Fenne Kustermans, leather craft beginner, leather notebook cover, leather work, www.Fenne.be

Fenne Kustermans, leather craft beginner, leather notebook cover, leather work, www.Fenne.be

Weekends are for making a mess in the sun, trying new things, and testing new ideas. And on these beautiful days, I’ve been working with leather in the energizing morning light.

Recently, I bought a bag of leather spills, basically leftovers from real leatherwork- and perfect to practice and craft. The surface has some creases and scratches but I don’t mind at all, as a complete beginner, it gives me just enough confidence to make the cuts for my projects.

My first project with this leather was small: leather hearts to attach to a dog collar. A fun DIY project for DOGvision as I wanted to do a Valentine-themed blog, but without all the pink fluff. It was a great way to learn how to create the holes for stitching with an awl (a pointy tool) and test some different spacings.

With a bit of practice, I felt ready for a slightly bigger project: a cover for a small notebook. At first, I wanted to make one for a sketchbook but I simply didn’t have any big pieces. That’s also why this cover is made of so many parts.

While working on this cover, my mind started to wander. All the steps, the measuring, it made me think of bookbinding, but with a different smell and feel. There is a certain complexity when you get started and you need some focus to get every step right and to put equal pressure on the stitches but at the same time it is incredibly rewarding and relaxing (well, as long as it goes well, I guess).

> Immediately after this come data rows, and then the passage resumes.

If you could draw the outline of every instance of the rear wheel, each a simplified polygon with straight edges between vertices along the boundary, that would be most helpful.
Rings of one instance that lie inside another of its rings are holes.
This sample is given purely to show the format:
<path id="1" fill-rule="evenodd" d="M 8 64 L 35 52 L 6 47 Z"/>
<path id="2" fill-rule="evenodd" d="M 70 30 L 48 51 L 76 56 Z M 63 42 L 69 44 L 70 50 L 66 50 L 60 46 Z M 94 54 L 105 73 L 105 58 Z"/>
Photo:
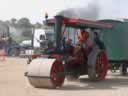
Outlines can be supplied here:
<path id="1" fill-rule="evenodd" d="M 89 79 L 104 80 L 108 70 L 108 60 L 105 51 L 94 50 L 88 60 Z"/>

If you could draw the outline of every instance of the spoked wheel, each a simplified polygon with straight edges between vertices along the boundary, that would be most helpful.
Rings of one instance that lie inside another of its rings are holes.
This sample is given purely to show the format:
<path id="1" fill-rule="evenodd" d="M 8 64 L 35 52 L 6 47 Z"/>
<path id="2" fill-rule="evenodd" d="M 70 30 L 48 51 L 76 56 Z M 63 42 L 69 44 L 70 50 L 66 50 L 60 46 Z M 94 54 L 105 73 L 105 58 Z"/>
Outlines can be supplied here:
<path id="1" fill-rule="evenodd" d="M 104 80 L 108 70 L 108 59 L 104 50 L 93 50 L 88 58 L 88 76 L 92 81 Z"/>
<path id="2" fill-rule="evenodd" d="M 56 87 L 61 87 L 62 84 L 64 83 L 64 79 L 65 79 L 65 76 L 64 76 L 64 66 L 63 64 L 60 64 L 61 62 L 60 61 L 56 61 L 53 66 L 52 66 L 52 69 L 51 69 L 51 81 L 52 81 L 52 84 L 53 86 L 56 88 Z"/>
<path id="3" fill-rule="evenodd" d="M 106 53 L 101 51 L 96 58 L 96 73 L 98 80 L 104 80 L 108 70 Z"/>

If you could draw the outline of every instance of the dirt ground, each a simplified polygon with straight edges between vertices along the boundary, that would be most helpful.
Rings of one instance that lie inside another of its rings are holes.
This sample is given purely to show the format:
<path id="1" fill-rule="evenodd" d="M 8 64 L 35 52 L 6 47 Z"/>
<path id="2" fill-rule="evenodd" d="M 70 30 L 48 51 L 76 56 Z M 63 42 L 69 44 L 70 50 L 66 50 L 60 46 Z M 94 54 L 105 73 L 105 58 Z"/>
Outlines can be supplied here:
<path id="1" fill-rule="evenodd" d="M 83 76 L 77 81 L 65 81 L 60 89 L 33 88 L 24 76 L 26 60 L 0 61 L 0 96 L 128 96 L 128 76 L 110 72 L 101 82 L 91 82 Z"/>

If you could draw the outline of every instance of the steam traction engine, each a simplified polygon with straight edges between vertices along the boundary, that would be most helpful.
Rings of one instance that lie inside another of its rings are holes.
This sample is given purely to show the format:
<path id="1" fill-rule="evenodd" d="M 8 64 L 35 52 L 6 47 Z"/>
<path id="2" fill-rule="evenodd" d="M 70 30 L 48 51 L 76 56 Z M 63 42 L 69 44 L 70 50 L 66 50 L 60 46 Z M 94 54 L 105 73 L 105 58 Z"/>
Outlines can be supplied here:
<path id="1" fill-rule="evenodd" d="M 62 33 L 65 28 L 90 28 L 104 29 L 111 28 L 111 24 L 82 19 L 66 18 L 55 16 L 55 19 L 48 19 L 47 25 L 54 26 L 54 38 L 50 40 L 53 46 L 48 47 L 39 57 L 33 59 L 28 65 L 26 76 L 30 84 L 34 87 L 57 88 L 64 83 L 65 77 L 77 79 L 81 75 L 88 75 L 90 80 L 104 80 L 108 70 L 108 60 L 105 50 L 92 48 L 88 54 L 84 50 L 78 51 L 79 57 L 75 57 L 65 50 L 66 43 L 63 40 Z M 73 34 L 74 32 L 72 32 Z M 91 32 L 89 33 L 91 34 Z M 76 34 L 73 34 L 74 36 Z M 49 38 L 47 38 L 49 40 Z M 74 38 L 75 40 L 75 38 Z M 74 46 L 74 50 L 80 48 Z M 70 62 L 69 62 L 70 61 Z M 77 63 L 76 63 L 77 62 Z M 72 67 L 76 64 L 76 67 Z"/>

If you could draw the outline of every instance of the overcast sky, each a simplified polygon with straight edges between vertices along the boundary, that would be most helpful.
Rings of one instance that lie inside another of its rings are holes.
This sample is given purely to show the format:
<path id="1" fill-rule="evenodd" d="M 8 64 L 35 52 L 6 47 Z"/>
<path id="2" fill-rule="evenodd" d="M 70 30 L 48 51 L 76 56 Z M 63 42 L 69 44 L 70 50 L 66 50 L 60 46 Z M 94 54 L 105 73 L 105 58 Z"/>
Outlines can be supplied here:
<path id="1" fill-rule="evenodd" d="M 128 18 L 128 0 L 0 0 L 0 19 L 28 17 L 32 23 L 42 22 L 47 12 L 50 17 L 57 12 L 85 7 L 89 2 L 99 7 L 99 19 Z"/>

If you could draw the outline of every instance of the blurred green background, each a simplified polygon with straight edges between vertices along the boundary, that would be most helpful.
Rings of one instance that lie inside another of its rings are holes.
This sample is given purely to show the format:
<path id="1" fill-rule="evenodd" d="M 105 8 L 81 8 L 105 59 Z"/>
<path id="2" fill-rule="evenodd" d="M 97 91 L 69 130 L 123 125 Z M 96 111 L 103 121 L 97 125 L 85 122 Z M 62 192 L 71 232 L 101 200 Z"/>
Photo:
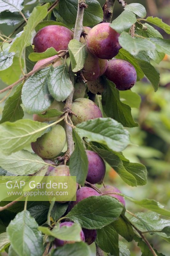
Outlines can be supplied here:
<path id="1" fill-rule="evenodd" d="M 25 1 L 25 3 L 28 2 Z M 104 0 L 99 2 L 102 6 L 105 2 Z M 137 2 L 142 4 L 147 10 L 148 16 L 157 16 L 170 25 L 169 0 L 127 0 L 127 2 L 128 4 Z M 34 4 L 26 5 L 25 10 L 31 11 L 33 6 Z M 121 5 L 116 1 L 114 18 L 117 17 L 122 11 Z M 10 34 L 14 28 L 11 26 L 0 25 L 0 30 L 6 35 Z M 169 36 L 162 29 L 159 29 L 159 31 L 164 38 L 168 39 L 169 36 Z M 139 94 L 142 99 L 140 109 L 132 109 L 133 116 L 139 123 L 139 126 L 129 129 L 131 144 L 123 152 L 125 156 L 131 161 L 141 162 L 146 165 L 148 171 L 147 184 L 137 188 L 130 187 L 108 166 L 105 182 L 115 186 L 123 193 L 137 199 L 155 199 L 170 209 L 170 56 L 166 55 L 159 65 L 152 64 L 160 72 L 160 86 L 155 93 L 150 83 L 144 78 L 137 82 L 132 88 L 132 90 Z M 0 88 L 6 86 L 0 80 Z M 0 95 L 0 100 L 4 95 Z M 4 102 L 0 105 L 0 117 L 4 104 Z M 32 118 L 26 113 L 25 117 Z M 134 213 L 145 211 L 128 202 L 127 206 Z M 166 256 L 170 255 L 169 244 L 160 237 L 149 235 L 147 236 L 158 251 Z M 122 241 L 126 243 L 124 239 Z M 131 256 L 140 256 L 141 252 L 136 243 L 132 242 L 127 245 Z M 93 244 L 91 247 L 94 251 L 94 246 Z"/>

A few months ago, I created a camera strap with very minimal leather and tools, just to give it a try as crafting and learning is part of my corona-strategy :-). Still, I felt this inner conflict. This work felt nice, a hands-on craft with so much to learn but as a vegetarian (99% vegan), it also felt awry. That why I started looking into vegan leathers, Biothane, and even Pinatex (pineapple leather). All vegan leathers that I found (or at least according to the info that I read) contained some kind of plastic, making them even less eco-friendly than leather. And despite all the claims, according to some testers, the lifespan of these products is around 2-5 years. That makes vegan leathers a cheaper source for fast fashion, but it wouldn’t allow the products to last. I tried some kind of washable paper but even with some dye on, it looked frumpy en dull. While real leather is obviously not vegan, I think it is – for now at least- a way to create products that can last much longer with proper care. Just like I’m working with the waste of a craftsman, others are re-using old handbags or restoring vintage products.
Another factor that I personally value is stepping into centuries of craftmanship and learning – even if it’s just a bit- how things are constructed, what it takes to create a beautifully designed handbag or long-lasting saddle. A few years ago, I got some handmade leather collars for my dogs and in their maintenance, I found both satisfaction and a way to honor the craft of my friend. These collars are lasting many years and adventures now, soaking up memories. They became a treasure.

And oh yes, the bookbinding glue (the white pot on the left) didn’t work so well 😀 – luckily I had a few drops of Pattex left. Just enough to keep some part together until stiched.

Fenne Kustermans, leather craft beginner, leather notebook cover, leather work, www.Fenne.be

I’ve let it set under some books now, but I’ll make a photo of the finished cover and share it.